His son confirmed the death but did not disclose the cause.
Mr. Gordon teamed with Hal Goldman in the late 1940s, and they became an integral part of Benny’s stable of writers for “The Jack Benny Program” on the radio and, starting in 1950, television.
Over the next 24 years — through Benny’s TV show and his post-series TV specials until his death in 1974 — the comedian always referred to Mr. Gordon and Goldman as “the new writers.”
Mr. Gordon and Goldman shared Emmy Awards with fellow Benny writers in 1959 and 1960.
Mr. Gordon and Goldman, who also shared an Emmy with writer Sheldon Keller in 1966 for “An Evening with Carol Channing,” had different personalities.
Mr. Gordon, who grew up in the Bronx, was characterized in a Los Angeles Times story as the fast-talking, pushy one. He would pace back and forth, shouting out one-liners as the urbane Goldman, a mild-mannered Minnesota native, sat at the typewriter.
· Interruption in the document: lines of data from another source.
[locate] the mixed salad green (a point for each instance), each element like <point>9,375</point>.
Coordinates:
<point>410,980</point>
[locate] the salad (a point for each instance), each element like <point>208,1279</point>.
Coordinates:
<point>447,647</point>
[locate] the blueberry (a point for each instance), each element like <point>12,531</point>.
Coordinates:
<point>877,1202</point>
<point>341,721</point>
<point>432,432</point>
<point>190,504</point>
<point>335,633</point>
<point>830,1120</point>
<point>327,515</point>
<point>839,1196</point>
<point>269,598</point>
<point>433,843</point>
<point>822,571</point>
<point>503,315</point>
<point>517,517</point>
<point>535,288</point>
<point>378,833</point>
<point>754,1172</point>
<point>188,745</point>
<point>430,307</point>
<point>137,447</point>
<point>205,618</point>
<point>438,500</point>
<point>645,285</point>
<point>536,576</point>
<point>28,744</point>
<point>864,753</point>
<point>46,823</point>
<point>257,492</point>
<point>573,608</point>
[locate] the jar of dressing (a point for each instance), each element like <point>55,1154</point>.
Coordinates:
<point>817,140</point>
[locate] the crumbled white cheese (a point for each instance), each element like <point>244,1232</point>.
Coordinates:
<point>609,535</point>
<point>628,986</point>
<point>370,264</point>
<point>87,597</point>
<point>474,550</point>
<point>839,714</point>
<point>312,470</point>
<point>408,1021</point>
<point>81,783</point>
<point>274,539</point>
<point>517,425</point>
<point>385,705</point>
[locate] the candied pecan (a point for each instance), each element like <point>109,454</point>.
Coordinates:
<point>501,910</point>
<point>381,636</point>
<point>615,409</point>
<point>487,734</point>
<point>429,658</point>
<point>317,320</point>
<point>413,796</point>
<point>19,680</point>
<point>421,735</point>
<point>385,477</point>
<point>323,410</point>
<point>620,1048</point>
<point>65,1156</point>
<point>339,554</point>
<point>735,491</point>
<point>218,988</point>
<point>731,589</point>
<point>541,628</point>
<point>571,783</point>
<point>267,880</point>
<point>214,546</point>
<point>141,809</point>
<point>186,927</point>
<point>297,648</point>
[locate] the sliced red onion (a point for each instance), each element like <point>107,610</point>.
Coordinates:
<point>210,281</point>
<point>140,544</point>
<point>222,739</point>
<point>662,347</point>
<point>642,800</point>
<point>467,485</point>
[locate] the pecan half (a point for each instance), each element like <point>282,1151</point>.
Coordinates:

“Look, I was Jack’s unpolished diamond, the guy who could really deliver the one-liners,” Mr. Gordon said. “Hal was a nice man, but I was more active. He wanted to take it easy.”
To which Goldman responded in a separate interview: “I was the typist, as Al probably told you. And, yes, he couldn’t type. I don’t think he could even spell! Al came up with very good jokes, but I had better judgment.”